Author Topic: Drive belt for SB9 lathe  (Read 2801 times)

jpigg55

Drive belt for SB9 lathe
« on: August 12, 2020, 11:32:51 AM »
I recently had a drive belt break. Actually, the splicing pulled out.
Luckily, I had another belt that came with it, but figured I should either get a new one or repair the old one.

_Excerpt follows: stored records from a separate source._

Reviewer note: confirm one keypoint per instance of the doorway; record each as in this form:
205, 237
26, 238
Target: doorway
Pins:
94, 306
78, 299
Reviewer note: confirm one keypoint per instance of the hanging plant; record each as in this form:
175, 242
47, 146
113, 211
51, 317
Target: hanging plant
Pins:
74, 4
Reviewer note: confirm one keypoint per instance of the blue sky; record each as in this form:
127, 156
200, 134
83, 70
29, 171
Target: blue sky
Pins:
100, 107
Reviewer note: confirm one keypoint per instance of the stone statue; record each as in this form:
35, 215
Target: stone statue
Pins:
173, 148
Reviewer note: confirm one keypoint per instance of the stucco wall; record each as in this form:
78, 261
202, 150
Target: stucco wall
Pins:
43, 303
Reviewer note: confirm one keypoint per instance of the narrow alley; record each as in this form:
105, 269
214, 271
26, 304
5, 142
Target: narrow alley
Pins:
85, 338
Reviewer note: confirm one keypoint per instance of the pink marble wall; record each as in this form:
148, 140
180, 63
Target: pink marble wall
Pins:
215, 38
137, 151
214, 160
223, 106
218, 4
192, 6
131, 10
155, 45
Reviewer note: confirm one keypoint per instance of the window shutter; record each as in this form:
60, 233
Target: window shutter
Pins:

The lathe is a SB9A with under-drive with the standard flat, cone pulleys. I've seen a variety of options people have used from Quik link belts to serpentine belts with poly groove pulleys like in this thread: https://www.machinistgazette.com/index.php?topic=412.msg2627#msg2627

A spliced belt is the easiest way to go and re-lacing the broken belt might be an option (although I'd need to purchase a splicing kit) since it should still be long enough after cutting off the damaged area, but thought I ask if there may be other/better options.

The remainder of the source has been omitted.